Commvault and Hyper-V – my experience

While it is quite simple to find many people talking about Backup Exec and Veeam online, it is much more difficult to find anecdotal experience with Commvault Simpana. Having recently been part of an implementation in my company, I thought I would share my own opinions, particularly as it relates to a Hyper-V environment.  These are my personal views and do not represent my employer in any way.

Summary

In short, if you are a Hyper-V environment, I cannot recommend consideration for Commvault Simpana in any capacity. One would be much better served investigating Veeam or Altaro instead, especially since those products are dedicated to virtualization support and have a track record of excellent word-of-mouth.

Simpana V10

Initially I deployed on Simpana V10 SP12. Having completed the required (and outrageously expensive) Commvault training, I had a good understanding of how the system worked and how to implement.

Overall, getting started went smoothly, however it wasn’t very long before I began encountering issues.
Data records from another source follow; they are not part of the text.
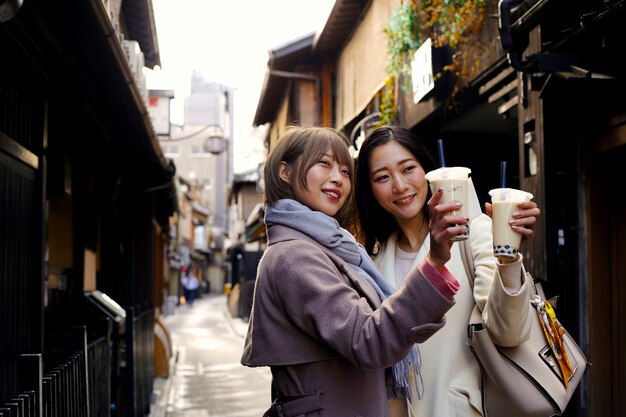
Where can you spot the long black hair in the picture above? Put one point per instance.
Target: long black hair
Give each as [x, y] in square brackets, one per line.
[375, 223]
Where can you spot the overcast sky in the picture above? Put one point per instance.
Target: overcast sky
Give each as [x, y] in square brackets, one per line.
[227, 41]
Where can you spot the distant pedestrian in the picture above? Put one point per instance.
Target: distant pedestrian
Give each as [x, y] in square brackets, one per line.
[323, 319]
[190, 285]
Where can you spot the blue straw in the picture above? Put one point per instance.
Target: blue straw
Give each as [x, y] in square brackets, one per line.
[442, 157]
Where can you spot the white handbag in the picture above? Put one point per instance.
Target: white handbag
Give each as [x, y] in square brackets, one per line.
[526, 380]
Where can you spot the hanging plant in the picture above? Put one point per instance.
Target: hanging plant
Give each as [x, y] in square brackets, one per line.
[453, 23]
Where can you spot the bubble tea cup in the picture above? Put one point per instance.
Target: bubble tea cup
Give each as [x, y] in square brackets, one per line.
[454, 181]
[506, 241]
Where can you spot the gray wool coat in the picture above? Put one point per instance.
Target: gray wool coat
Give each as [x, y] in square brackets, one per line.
[322, 328]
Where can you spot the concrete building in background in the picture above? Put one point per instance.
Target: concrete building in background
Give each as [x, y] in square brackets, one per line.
[202, 150]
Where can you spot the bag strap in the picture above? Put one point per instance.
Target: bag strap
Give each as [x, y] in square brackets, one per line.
[298, 405]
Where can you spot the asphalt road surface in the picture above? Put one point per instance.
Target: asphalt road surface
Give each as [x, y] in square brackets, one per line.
[206, 377]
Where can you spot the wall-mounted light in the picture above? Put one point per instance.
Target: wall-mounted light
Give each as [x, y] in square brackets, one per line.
[215, 142]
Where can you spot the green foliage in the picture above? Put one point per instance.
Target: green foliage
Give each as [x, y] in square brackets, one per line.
[453, 23]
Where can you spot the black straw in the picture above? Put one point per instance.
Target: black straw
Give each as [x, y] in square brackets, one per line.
[442, 157]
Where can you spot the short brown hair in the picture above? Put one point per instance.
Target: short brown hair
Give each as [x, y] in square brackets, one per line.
[301, 148]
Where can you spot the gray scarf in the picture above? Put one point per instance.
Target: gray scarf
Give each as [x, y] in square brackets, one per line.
[326, 231]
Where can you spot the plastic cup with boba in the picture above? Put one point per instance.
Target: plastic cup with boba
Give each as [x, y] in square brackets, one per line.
[506, 241]
[454, 181]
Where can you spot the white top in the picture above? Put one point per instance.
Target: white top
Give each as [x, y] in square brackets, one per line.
[450, 372]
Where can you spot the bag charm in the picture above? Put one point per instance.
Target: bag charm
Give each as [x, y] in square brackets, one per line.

Here are some of the things I’ve found with V10:

Lack of Change Block Tracking

Somehow during the investigation phase, no one at my company (including myself!) thought to investigate whether Commvault will do Change Block Tracking (CBT) for Hyper-V. And it turns out in V10, it does not. This came as a very large surprise when I went to back up my 6TB virtual machine it the incremental required ~30 hours to complete.

Following an investigation with Commvault support, it was determined that a CRC process is done for every single bit in the VM, to assess whether it has changed or not. There were certain optimizations I made to ensure that this process was as fast as possible, such as changing my EqualLogic MPIO to Round Robin and ensuring the EQL was using 4xNIC with no dedicated management NIC.

By working through some of the other issues below, I was able to mostly mitigate the slow CRC process in my environment but it was a major challenge.

Cluster Shared Volume Owner node

Windows Server 2012 did away with the concept of “Redirected Mode” for backup in a Hyper-V environment, but I don’t think Commvault got the message. While my CSV didn’t go into an actual Redirected Mode, it turns out that only the first Node specified within the Commvault Virtual Client for Hyper-V will stream the backup data, regardless of the owner of the CSV being worked on.

What this means is that in my 2-node cluster, the CRC read process occurred between my cluster hosts on the 1x1Gbe network for cluster communication, rather than happening directly on the node that owned the CSV. This was a huge bottleneck and absolutely killed performance in the cluster.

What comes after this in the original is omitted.